The average American wedding costs 26,000 dollars (by comparison, the average household income is 43,000 dollars). That’s an incredible financial burden for a family to take on. I think our initial impulse might be to be less-than-sympathetic: after all, no one has to fork over almost 30K for a wedding. But it is a little more complicated than that. Let’s say that your social circle consists of people primarily from the same tax bracket as you. (I belive this is generally true for most people, roughly speaking.) You’ve spent the last few decades attending their costly weddings. Now it is time for your own daughter’s wedding. I am afraid that the implication, if you don’t spend what they spent, is that you are cheap. After all, they somehow managed to afford the 30K wedding–why can’t you? There is, I think, something a little churlish about eating rubbery chicken cordon bleu at everyone else’s weddings and then serving punch and mints at yours. So the cycle is perpetuated, with families taking on enormous debts in order not to offend their friends and family.
“OK, OK,” you say. “So many Americans are trapped in a system they can’t graciously back out of. I don’t think Mormons have this problem. Why should I care?” And I reply, “Here’s why:”
(1) Forgive me for getting personal, but if you asked the average Mormon male or female what the most significant change was that resulted from their wedding (and you could somehow get an honest answer out of them), I think most would say, “We got to have sex!” But I think many nonmembers might say, “We got to have debt!” You have to admit that that 26K (an increasing percentage of which, by the way, is paid for by the couple and not the bride’s parents) albatross is not a particularly pleasant honeymoon souveneir. And while I may be overstating its emotional impact, the fact remains that many marriages are handicapped by consumer debt from day one. And we all know the effect that money issues can have on a marriage . . .

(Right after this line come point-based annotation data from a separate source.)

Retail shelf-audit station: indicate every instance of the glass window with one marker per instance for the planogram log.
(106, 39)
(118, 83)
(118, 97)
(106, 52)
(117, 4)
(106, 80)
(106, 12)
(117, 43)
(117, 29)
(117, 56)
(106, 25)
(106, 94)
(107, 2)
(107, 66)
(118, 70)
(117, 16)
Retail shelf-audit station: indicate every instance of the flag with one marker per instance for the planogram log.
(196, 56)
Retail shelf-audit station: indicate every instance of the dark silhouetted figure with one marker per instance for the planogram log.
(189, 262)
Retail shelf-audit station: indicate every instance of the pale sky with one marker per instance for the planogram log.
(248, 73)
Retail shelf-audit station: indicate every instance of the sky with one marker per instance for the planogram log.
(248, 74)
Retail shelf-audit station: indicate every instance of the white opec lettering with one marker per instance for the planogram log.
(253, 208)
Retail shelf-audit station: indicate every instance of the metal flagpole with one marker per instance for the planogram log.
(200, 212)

(2) I have personally been guilty on at least two occassions at scoffing at nonmembers who have told me that they really wanted to get married but couldn’t afford to. I didn’t realize that they weren’t just making excuses. I wish I had been more sympathetic and even offered some help–making favors, centerpieces, etc. for their wedding.
(3) Stop complaining about the LDS weddings that you go to that involve watered-down punch and mints under a basketball hoop festooned with pastel streamers. Stop comparing them to the nonLDS weddings that you attend. I’m guilty of this, too. I just about fell on the floor when I attended the wedding of the daughter of a well-off (and I mean well-off) LDS family and there wasn’t a sit-down dinner. On another occasion, I was stunned to find myself at the wedding of the daughter of a wealthy member where the food was being prepared by the friends of the mother of the bride. I wasn’t sure it was legal not to hire a caterer. (Where I come from, plumbers’ daughters have sit-down, catered dinners for 300 people.) I am going to make a concerted effort from now on to be proud of thrifty LDS weddings. And if you are considering having an expensive wedding, even if you are in a position to pay for it outright, perhaps you should consider what effect it will have on your friends and family when you set the bar higher.
(4) As I was discussing this with my husband, we realized that the problem (if you will) with weddings is that the entire focus of the reception is a sit-down meal (which doesn’t come cheap–at least 40$/person in most areas). We were brainstorming with what that might be replaced. One thought was with a band and dancing (I’ve always wondered why there isn’t much family dancing in LDS culture–this is common where I come from and there’s really nothing like slow dancing with your grandfather.) Another thought was to ask all of the bride’s and groom’s families to bring their own wedding albums for perusing. (These should have a crotchety maiden aunt hovering over them to be sure that no nasty children spill watery punch on them.)
Seymour Skinner once commented on Edna Krabappel’s ability to be “personally offended by broad social trends.” No point in doing that, really, unless you are going to use what little influence you have to change them.